The Emergency "Vacation" Will

Category: Estate Planning

Having just gotten back from vacation (in case you were wondering where the blog went) I have been thinking about the not infrequent phone calls I get that go something like this “Help, I need a Will. I have 2 children and my wife and I are going on vacation in 5 days and we don’t have Wills!!!!”

Well, the first reaction (to be thought and not necessarily said to the prospective client) is – if you have children, why don’t you have a Will? A Will is the only place where you can name Guardians for minor children. In a Will you can create trusts to hold and manage assets passing to your children – minor or otherwise (Remember what you were like at 18/21? Would you give large sums of cash to your younger self?).

Of course, a Will isn’t a fun think to think about – it’s more of a necessity, like health insurance. And even though it is far safer to fly than drive, many people only think of the fact that life’s little necessity of a Will is missing when they are taking a long trip somewhere. Hence the emergency “Help!” phone calls.

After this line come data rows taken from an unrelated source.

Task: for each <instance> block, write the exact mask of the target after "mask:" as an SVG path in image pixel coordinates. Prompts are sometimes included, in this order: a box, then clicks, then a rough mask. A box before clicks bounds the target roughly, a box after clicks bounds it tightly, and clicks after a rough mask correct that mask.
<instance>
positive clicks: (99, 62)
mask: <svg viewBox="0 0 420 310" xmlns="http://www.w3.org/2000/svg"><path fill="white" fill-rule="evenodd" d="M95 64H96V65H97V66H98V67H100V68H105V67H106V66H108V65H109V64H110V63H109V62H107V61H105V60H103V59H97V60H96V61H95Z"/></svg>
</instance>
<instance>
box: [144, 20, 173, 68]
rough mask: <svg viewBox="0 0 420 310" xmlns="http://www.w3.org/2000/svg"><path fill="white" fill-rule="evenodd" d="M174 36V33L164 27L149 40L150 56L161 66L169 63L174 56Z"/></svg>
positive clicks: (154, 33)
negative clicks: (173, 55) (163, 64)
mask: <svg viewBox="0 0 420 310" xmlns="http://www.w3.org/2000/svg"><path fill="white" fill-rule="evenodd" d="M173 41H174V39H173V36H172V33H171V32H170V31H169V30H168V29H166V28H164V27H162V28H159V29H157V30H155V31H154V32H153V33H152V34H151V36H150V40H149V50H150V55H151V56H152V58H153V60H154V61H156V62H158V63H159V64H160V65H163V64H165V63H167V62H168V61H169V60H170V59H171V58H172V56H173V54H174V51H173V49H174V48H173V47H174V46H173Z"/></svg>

What to do if you need a Will in a hurry? Get a referral to an attorney who does a lot of estate work. A good estate planning attorney can prepare a “temporary” Will for you on rather short notice. In this Will, you can expect to name Guardians (as well as Executors and Trustees) and set up a trust to hold in assets for your children. What you will likely NOT get is any kind of tax planning to save taxes when passing dollars to your children (remember (1) in New Jersey, if you and your spouse both die in short proximity to the other, it is likely that only one exemption of $675,000 will exist; all assets above that will be subject to estate taxes, and (2) life insurance death benefits are part of your taxable estate unless you have done planning to remove them from your estate). This type of planning takes review and analysis of your assets, which likely cannot be done under your time constraints.

The moral? While it is better to have some Will then no Will, it is best to have planning done in advance, not under pressure, so a will can be created that best meets your needs.